Mientras se quemaba el incienso, todo el pueblo estaba orando afuera.
En eso, un ángel del Señor se le apareció a Zacarías. Estaba parado a la derecha del altar del incienso.
Cuando Zacarías lo vio, se desconcertó y le sobrevino un gran temor;
pero el ángel le dijo: «Zacarías, no tengas miedo, porque tu oración ha sido escuchada. Tu esposa Elisabet te dará un hijo, y tú le pondrás por nombre Juan.
Tendrás gozo y alegría, y muchos se regocijarán de su nacimiento,
pues ante Dios será un hombre muy importante. No beberá vino ni licor, y tendrá la plenitud del Espíritu Santo desde antes de nacer.
Él hará que muchos de los hijos de Israel se vuelvan al Señor su Dios,
y lo precederá con el espíritu y el poder de Elías, para hacer que los padres se reconcilien con sus hijos, y para llevar a los desobedientes a obtener la sabiduría de los justos. Así preparará bien al pueblo para recibir al Señor.»
Zacarías le preguntó al ángel: «¿Y cómo voy a saber que esto será así? ¡Yo estoy ya muy viejo, y mi esposa es de edad avanzada!»
El ángel le respondió: «Yo soy Gabriel, y estoy en presencia de Dios. He sido enviado a hablar contigo para comunicarte estas buenas noticias.
Pero como no has creído mis palabras, las cuales se cumplirán a su debido tiempo, ahora vas a quedarte mudo, y no podrás hablar hasta el día en que esto suceda.»

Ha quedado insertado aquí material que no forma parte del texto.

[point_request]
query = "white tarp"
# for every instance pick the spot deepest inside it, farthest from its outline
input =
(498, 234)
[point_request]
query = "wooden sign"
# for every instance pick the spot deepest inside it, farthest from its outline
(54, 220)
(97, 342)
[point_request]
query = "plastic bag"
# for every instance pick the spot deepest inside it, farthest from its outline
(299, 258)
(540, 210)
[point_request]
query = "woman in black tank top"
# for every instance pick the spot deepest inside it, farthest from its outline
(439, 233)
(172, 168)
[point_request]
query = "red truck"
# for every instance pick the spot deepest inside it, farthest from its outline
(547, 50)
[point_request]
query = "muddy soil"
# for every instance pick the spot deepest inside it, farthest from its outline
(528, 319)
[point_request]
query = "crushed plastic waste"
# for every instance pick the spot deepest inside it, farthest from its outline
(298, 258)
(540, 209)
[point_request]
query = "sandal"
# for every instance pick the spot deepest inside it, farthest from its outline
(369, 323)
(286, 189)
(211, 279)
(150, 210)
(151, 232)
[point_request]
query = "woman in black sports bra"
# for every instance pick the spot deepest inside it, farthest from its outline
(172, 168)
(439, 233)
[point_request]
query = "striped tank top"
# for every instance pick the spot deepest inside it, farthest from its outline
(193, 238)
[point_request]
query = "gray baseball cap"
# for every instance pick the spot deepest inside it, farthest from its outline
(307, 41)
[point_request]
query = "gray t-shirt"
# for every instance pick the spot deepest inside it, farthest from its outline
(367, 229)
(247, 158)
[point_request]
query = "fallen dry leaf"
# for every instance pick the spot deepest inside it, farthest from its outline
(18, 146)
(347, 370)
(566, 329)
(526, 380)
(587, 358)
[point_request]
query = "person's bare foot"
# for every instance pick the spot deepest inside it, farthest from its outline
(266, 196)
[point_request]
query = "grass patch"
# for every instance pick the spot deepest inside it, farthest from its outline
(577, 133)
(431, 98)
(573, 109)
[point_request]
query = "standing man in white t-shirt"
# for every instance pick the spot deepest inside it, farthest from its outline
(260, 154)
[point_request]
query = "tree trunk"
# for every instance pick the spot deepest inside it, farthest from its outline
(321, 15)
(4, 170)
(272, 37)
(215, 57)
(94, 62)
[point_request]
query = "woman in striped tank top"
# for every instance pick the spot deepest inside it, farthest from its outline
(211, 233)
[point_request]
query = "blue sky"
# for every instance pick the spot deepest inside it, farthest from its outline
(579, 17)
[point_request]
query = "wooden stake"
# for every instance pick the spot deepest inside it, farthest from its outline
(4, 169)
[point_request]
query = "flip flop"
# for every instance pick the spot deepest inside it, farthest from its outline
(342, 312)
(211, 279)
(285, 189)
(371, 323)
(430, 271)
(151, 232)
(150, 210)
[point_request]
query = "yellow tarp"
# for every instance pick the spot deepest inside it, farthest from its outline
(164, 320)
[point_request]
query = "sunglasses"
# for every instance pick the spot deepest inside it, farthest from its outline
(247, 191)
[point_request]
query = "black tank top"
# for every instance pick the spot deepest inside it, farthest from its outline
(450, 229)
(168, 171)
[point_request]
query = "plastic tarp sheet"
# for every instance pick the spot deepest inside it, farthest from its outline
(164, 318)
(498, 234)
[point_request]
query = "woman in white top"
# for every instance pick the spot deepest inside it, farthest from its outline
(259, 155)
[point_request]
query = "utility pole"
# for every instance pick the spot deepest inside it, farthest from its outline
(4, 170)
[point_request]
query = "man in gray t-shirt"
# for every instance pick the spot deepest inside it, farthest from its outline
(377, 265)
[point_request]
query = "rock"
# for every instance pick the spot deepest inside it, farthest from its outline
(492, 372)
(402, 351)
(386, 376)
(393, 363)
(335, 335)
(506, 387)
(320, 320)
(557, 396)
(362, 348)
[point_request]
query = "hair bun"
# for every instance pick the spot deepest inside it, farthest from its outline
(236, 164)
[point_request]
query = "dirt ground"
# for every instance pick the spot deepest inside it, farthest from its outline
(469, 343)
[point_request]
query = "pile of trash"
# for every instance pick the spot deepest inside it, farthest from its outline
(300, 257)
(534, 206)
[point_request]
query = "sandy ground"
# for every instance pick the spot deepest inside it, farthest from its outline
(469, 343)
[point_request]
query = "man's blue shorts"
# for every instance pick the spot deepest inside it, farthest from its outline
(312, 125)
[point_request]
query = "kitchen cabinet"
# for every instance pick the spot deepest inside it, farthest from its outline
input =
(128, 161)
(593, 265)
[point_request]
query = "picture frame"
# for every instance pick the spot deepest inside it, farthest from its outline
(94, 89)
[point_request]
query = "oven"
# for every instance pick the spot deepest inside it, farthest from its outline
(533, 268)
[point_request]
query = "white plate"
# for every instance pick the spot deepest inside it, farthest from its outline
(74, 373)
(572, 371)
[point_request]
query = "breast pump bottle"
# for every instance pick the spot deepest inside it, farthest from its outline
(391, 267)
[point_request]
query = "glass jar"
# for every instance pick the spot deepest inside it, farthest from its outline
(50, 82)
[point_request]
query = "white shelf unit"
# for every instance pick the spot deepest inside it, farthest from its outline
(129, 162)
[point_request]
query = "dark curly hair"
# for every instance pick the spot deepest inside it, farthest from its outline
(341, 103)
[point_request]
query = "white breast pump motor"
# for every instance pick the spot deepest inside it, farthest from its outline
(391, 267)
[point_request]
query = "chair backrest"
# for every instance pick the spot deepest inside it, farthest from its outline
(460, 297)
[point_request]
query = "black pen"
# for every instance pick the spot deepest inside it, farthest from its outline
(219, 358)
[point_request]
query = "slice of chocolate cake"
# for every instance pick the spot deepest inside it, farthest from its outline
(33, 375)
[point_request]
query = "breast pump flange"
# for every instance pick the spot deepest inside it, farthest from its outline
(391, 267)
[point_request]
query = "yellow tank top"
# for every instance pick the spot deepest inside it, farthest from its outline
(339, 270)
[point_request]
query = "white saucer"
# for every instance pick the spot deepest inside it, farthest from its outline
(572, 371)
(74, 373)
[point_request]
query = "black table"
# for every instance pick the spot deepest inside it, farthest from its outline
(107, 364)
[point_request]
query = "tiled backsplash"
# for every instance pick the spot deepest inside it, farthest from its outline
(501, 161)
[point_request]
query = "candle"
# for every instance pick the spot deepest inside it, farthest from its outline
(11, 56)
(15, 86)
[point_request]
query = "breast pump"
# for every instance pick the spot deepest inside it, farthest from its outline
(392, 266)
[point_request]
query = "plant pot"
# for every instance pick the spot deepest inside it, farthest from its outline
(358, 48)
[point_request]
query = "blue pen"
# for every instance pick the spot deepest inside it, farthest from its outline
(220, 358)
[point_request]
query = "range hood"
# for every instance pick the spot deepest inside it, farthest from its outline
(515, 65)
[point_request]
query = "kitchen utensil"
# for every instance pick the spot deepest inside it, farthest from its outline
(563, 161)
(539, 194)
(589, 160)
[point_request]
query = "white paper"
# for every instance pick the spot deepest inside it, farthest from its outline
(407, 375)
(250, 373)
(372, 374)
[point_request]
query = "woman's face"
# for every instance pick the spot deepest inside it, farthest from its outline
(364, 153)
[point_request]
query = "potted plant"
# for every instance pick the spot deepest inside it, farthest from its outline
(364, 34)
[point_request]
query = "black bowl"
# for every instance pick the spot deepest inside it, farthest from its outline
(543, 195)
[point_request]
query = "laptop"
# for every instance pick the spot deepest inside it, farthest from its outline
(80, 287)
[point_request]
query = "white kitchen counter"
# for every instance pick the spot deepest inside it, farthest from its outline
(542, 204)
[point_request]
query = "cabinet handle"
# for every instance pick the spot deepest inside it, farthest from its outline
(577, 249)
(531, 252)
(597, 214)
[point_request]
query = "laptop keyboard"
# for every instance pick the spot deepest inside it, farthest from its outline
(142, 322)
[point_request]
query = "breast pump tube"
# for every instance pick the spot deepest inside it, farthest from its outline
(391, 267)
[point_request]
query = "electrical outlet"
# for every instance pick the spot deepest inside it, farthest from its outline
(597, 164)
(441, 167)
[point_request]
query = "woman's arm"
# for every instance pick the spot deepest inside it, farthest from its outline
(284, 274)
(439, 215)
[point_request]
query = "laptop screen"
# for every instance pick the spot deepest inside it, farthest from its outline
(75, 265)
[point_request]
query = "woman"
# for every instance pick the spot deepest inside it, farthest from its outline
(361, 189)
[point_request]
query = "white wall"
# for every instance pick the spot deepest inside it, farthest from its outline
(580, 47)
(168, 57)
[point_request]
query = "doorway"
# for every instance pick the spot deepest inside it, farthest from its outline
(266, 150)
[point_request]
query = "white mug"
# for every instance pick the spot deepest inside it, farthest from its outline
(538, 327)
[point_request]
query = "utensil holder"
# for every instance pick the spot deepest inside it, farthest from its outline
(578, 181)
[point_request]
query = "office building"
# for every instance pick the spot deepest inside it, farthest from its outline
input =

Mientras tanto, el pueblo esperaba a que saliera Zacarías, extrañados de que se tardara tanto en el santuario.
Pero cuando salió y no les podía hablar, comprendieron que habría tenido una visión en el santuario, pues les hablaba por señas y seguía mudo.
Cuando terminaron los días de su ministerio, Zacarías se fue a su casa.
Días después, su esposa Elisabet quedó encinta y se recluyó en su casa durante cinco meses, pues decía:
«El Señor ha actuado así conmigo para que ya no tenga nada de qué avergonzarme ante nadie.»